Date Published: June 27, 2019
Publisher: Public Library of Science
Author(s): Tracy L. Stepien, Holley E. Lynch, Shirley X. Yancey, Laura Dempsey, Lance A. Davidson, Yi Jiang.
Advanced imaging techniques generate large datasets capable of describing the structure and kinematics of tissue spreading in embryonic development, wound healing, and the progression of many diseases. These datasets can be integrated with mathematical models to infer biomechanical properties of the system, typically identifying an optimal set of parameters for an individual experiment. However, these methods offer little information on the robustness of the fit and are generally ill-suited for statistical tests of multiple experiments. To overcome this limitation and enable efficient use of large datasets in a rigorous experimental design, we use the approximate Bayesian computation rejection algorithm to construct probability density distributions that estimate model parameters for a defined theoretical model and set of experimental data. Here, we demonstrate this method with a 2D Eulerian continuum mechanical model of spreading embryonic tissue. The model is tightly integrated with quantitative image analysis of different sized embryonic tissue explants spreading on extracellular matrix (ECM) and is regulated by a small set of parameters including forces on the free edge, tissue stiffness, strength of cell-ECM adhesions, and active cell shape changes. We find statistically significant trends in key parameters that vary with initial size of the explant, e.g., for larger explants cell-ECM adhesion forces are weaker and free edge forces are stronger. Furthermore, we demonstrate that estimated parameters for one explant can be used to predict the behavior of other similarly sized explants. These predictive methods can be used to guide further experiments to better understand how collective cell migration is regulated during development.

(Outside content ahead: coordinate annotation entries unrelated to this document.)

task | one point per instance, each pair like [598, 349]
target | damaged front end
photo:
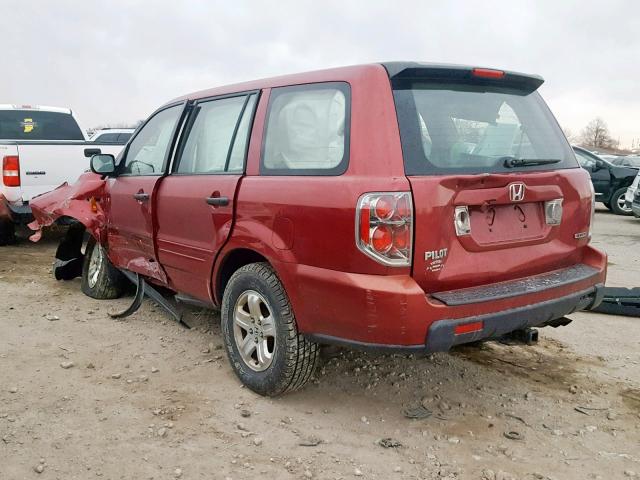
[79, 205]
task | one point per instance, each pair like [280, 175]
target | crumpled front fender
[73, 201]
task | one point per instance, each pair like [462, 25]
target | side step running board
[142, 289]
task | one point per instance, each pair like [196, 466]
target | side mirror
[597, 166]
[103, 164]
[90, 152]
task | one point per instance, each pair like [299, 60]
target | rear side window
[474, 129]
[38, 125]
[307, 130]
[217, 138]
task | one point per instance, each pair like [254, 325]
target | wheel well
[233, 261]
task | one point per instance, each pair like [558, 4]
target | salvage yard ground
[83, 396]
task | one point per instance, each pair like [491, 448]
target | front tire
[100, 279]
[260, 333]
[7, 232]
[618, 205]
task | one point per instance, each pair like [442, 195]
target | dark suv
[610, 182]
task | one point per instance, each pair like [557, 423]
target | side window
[239, 151]
[147, 152]
[307, 131]
[584, 160]
[208, 148]
[107, 138]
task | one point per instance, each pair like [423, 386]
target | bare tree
[596, 135]
[572, 137]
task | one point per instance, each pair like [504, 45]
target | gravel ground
[83, 396]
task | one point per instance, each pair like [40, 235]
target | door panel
[196, 203]
[190, 231]
[130, 228]
[131, 211]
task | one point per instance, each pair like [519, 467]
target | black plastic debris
[620, 301]
[417, 412]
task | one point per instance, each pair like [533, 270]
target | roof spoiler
[402, 71]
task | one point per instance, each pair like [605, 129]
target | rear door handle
[141, 197]
[217, 201]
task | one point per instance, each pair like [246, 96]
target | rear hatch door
[498, 193]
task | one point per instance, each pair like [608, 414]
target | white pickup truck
[40, 149]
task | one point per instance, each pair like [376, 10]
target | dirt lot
[144, 398]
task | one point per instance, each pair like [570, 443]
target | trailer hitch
[620, 301]
[527, 336]
[142, 289]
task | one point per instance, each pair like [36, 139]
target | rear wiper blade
[511, 162]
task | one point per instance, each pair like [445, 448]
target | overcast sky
[117, 61]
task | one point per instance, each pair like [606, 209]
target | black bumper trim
[516, 288]
[441, 336]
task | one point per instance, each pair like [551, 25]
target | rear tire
[7, 232]
[259, 328]
[100, 279]
[618, 203]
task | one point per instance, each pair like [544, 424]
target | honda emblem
[516, 192]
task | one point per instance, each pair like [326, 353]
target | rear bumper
[17, 213]
[393, 313]
[442, 335]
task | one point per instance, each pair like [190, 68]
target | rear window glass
[474, 129]
[307, 130]
[38, 125]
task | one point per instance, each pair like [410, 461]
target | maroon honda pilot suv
[397, 207]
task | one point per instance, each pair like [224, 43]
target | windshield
[475, 129]
[630, 162]
[38, 125]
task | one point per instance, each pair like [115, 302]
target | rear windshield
[474, 129]
[37, 125]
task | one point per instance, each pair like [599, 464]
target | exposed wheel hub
[254, 330]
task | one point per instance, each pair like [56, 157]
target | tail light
[384, 227]
[11, 171]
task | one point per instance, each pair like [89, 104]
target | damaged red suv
[399, 206]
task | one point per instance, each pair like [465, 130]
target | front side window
[215, 125]
[148, 151]
[307, 130]
[476, 129]
[38, 125]
[107, 138]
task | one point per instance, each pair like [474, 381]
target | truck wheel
[260, 333]
[618, 205]
[100, 279]
[7, 232]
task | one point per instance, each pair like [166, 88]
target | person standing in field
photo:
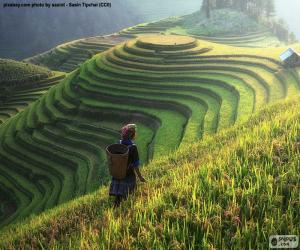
[122, 188]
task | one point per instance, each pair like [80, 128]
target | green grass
[68, 56]
[239, 186]
[26, 91]
[14, 72]
[177, 89]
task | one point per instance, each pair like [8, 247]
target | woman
[121, 188]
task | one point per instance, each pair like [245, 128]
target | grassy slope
[239, 187]
[41, 140]
[11, 70]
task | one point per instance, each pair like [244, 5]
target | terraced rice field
[177, 89]
[260, 38]
[68, 56]
[22, 96]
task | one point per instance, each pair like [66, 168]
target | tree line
[255, 8]
[261, 10]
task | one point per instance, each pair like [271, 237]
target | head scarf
[128, 131]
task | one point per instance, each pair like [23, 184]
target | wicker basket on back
[117, 158]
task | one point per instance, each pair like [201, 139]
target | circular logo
[274, 242]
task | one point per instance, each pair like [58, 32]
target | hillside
[222, 28]
[28, 31]
[54, 150]
[238, 187]
[12, 72]
[21, 84]
[230, 27]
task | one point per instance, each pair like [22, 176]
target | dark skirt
[122, 187]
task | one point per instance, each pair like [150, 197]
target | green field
[218, 137]
[238, 187]
[177, 89]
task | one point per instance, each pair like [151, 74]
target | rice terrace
[218, 118]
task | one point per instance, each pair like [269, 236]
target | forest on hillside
[26, 32]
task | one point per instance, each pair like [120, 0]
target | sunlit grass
[233, 189]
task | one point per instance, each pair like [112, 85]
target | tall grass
[231, 190]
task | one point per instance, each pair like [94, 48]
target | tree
[207, 7]
[269, 7]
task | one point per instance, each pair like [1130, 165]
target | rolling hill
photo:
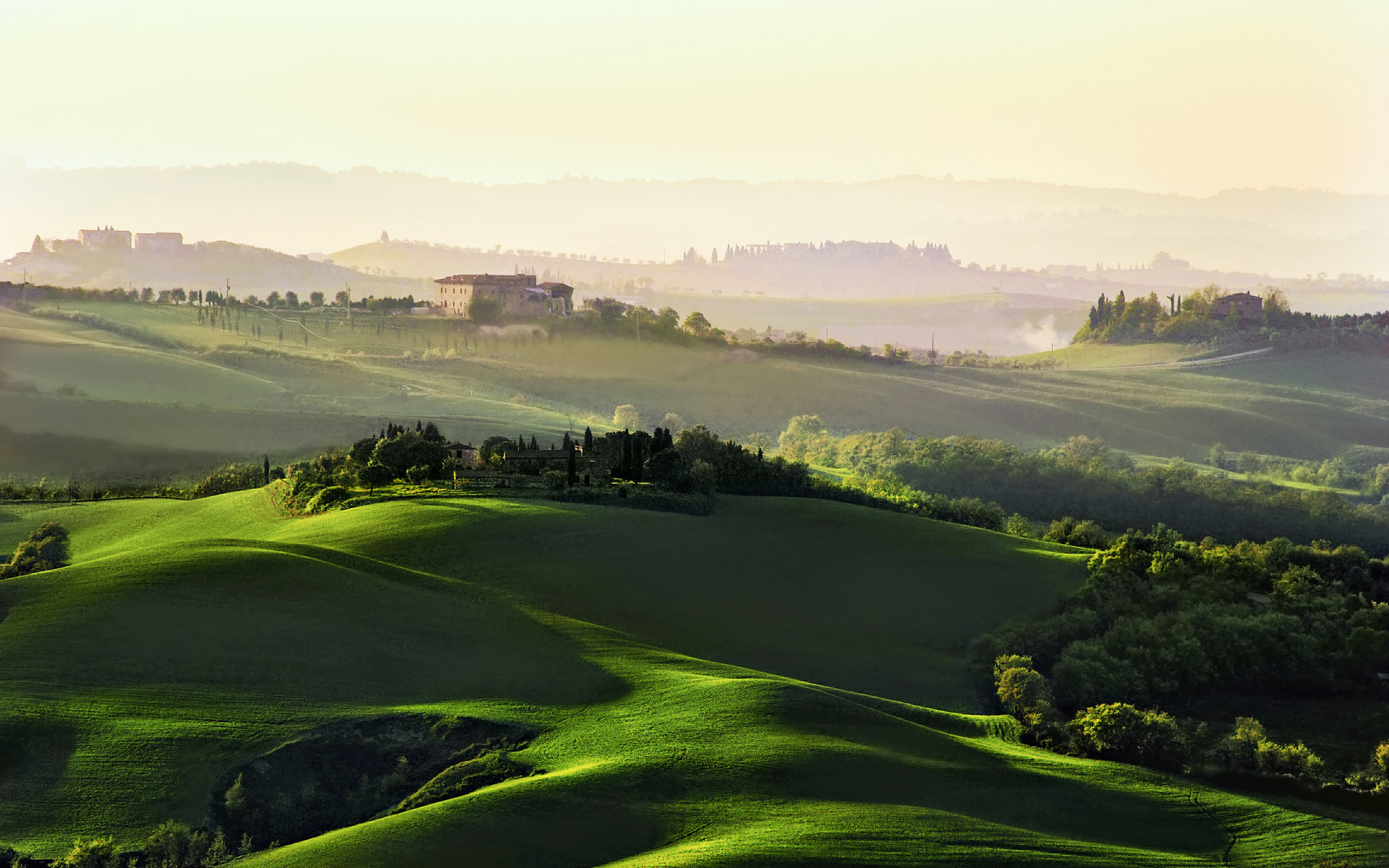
[685, 679]
[226, 393]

Advances in microscopy enable the generation of very large time-lapse datasets over the course of a few hours. Such time-lapse data contains a wealth of information describing both the structures involved in morphogenesis and their kinematics; this information can serve as the input for computational models that allow us to explore the biological and biophysical principles of morphogenesis and to predict the behavior of cells and tissues under a variety of perturbations. This presents many technical challenges, from collecting quality images suitable for machine vision tools to developing computational models that implement appropriate biophysics and physiological rules at useful spatial and temporal scales. To maximize the benefits of these approaches, experimental designs must be able to integrate image data with model simulations in a way that allows robust statistical assessment of model fitness or failure.
To explore the mechanical processes involved in collective migration during development, we microsurgically isolated ectodermal tissue from the animal cap region of gastrulating Xenopus embryos (Fig 1A). During gastrulation, this tissue spreads to cover the exterior of the embryo. Once isolated and placed on a fibronectin-coated substrate, tissue explants spread radially outward [46,47] (Fig 1B). The initial area of the explant affects the spreading rate with larger explants spreading faster than smaller ones (Fig 1C and 1D), suggesting that the initial area of an explant affects the mechanics of the tissue. To understand the source of these mechanical interactions, we sought to integrate a mathematical model of epiboly with kinematic data on tissue boundaries and internal strains from time-lapse data (Fig 1E; Materials and Methods). Through parameter estimation and statistical techniques, we correlated the effect of an explant’s initial area on estimated parameter values in the model.
Time-lapse imaging of tissue explant spreading generates complicated data sets that are information-rich. Here, we present a formal methodology for extracting mechanical mechanisms of tissue spreading in differently sized embryonic tissue explants by integrating complex image information with a mathematical model of cell migration. In order to directly relate the experimental kinematics of spreading of multiple tissue explants to mechanical properties of the tissue, we focused on one mathematical model, the previously-developed Eulerian mechanical model of Arciero et al. , that represents forces involved in migration within a 2D elastic continuum. In this modeling framework, extended here to represent Xenopus animal cap epiboly, we can directly couple experimentally derived kinematic data to model parameters that correspond to physical properties in the tissue.